Marvel’s current Spider-Man saga is called “Spider-Verse,” and it aims to bring together all of the incarnations of the character that have appeared throughout the decades, as they prepare for battle against a villain named Morlun. And there are more versions of Spider-Man than you might think: They range from the classic Peter Parker rendition created by Stan Lee and Steve Ditko, and published continuously since 1963, to the recent “Ultimate” version of the character in which a black teenager named Miles Morales wears the webs, and dozens–or more–of variation in-between. Just how obscure do the various Spider-Men go? If you read original copies of Marvel’s 1970’s output, you may be familiar with a series of ads that featured Spider-Man beating his enemies by distracting them with various Hostess snack cakes–Cupcakes, Twinkies, Fruit Pies, and more weaponized diabetes delivery devices.
As it turns out in Spider-Verse #1, though, a one-page strip written by Spider-Verse mastermind Dan Slott and illustrated by Ty Templeton reveals that Spider-Man’s skill with deploying well-placed snack foods is insufficient when it comes time to distract Morlun.
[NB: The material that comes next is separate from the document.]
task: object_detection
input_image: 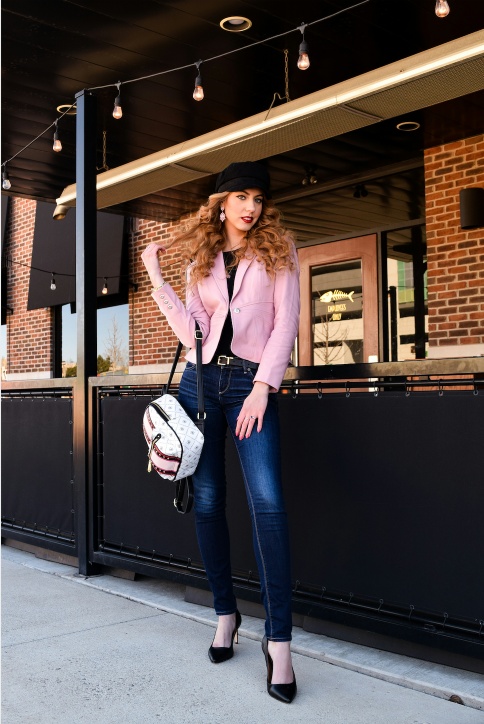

Decades after his original appearance, it seems, Twinkieverse Spider-Man meets a rather grim end.
It’s a fun callback to one of the more iconic uses of Marvel’s flagship character in advertising–and one that creative, nostalgic folks have recalled in recent years when promoting everything from Breaking Bad to Denver Broncos slot receiver Wes Welker and Old Spice. Alas, if only Spider-Man knew that Morlun was more of a Tastykake demon.